You can see the difference between brand-building:

  • ethicality
  • impactfulness
  • truth-seeking

and getting specific

  • research quality
  • existential, cascading, and systemic risks
  • scalable and impactful charity
  • quantitative and qualitative reasoning
  • multi-dimensional diversity
  • epistemic capability
  • democratized decision-making

That second list is more specific, plausibly hits the wrong notes for some people, and definitely demonstrates particular preferences and beliefs. As it should! Whatever your list looks like, would alignment with its values imply the ideal EA community for you?

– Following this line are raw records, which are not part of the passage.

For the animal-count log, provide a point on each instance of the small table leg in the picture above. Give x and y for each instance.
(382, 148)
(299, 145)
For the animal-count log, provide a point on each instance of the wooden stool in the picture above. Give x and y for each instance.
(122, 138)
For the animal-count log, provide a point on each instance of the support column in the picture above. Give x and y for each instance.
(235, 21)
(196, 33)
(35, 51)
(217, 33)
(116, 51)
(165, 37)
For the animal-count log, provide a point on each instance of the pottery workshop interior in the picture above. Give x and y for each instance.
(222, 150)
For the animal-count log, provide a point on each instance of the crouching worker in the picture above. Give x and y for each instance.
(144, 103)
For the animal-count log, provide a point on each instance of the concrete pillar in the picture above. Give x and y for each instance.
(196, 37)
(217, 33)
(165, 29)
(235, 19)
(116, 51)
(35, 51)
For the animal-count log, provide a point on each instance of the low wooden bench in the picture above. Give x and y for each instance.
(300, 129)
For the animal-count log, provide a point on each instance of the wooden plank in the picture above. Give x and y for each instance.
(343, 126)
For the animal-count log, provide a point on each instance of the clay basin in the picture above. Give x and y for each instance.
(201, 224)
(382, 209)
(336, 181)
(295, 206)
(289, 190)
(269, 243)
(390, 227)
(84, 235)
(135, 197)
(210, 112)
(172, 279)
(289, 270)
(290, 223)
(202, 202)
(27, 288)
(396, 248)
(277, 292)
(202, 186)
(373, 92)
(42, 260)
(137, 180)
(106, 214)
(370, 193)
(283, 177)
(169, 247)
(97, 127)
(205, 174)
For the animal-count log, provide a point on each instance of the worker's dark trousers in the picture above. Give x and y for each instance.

That's something you could take another look at, articulating the values behind specific reforms if those are not yet stated or incorporating specific reforms into the details of a value, like:

  • democratized decision-making: incorporating decision-making at multiple levels within the EA community, through employee polling, yearly community meetings, and engaging charity recipients.

I don't know whether you like the specific value descriptors I chose there. Perhaps I misinterpreted your values somewhat. You can make your own list. Making decisions in alignment with values is the point of having values. If you don't like the decisions, the values, or if the decisions don't reflect the values, the right course is to suggest alterations somewhere, but in the end, you still have a list of values, principles, or a philosophy that you want EA to follow.

[1] As I wrote in a few places in this post, and taking a cue from Google and the linux philosophy, sometimes doing one thing and doing it well is preferable to offering loads of flexibility. If EA is supposed to be the swiss-army knife of making change in the world, there's still a lot of better organizations out there for some purposes rather than others, as any user of a swiss-army knife will attest, they are not ideal for all tasks. Also, your beliefs will inform you about what you do well. Does charity without quantitative metrics inevitably result in waste and corruption? Does use of quantitative metrics limit the applicability of EA efforts to specific types of charity work (for example, outreach campaigns)? Do EA quantitative tools limit the value of its work in existential risk? Can they be expanded with better quantitative tools (or qualitative ones)? Maybe EA is self-limiting because of its preferred worldview, beliefs and tools. Therefore, it has preferred limitations. Which is OK, even good.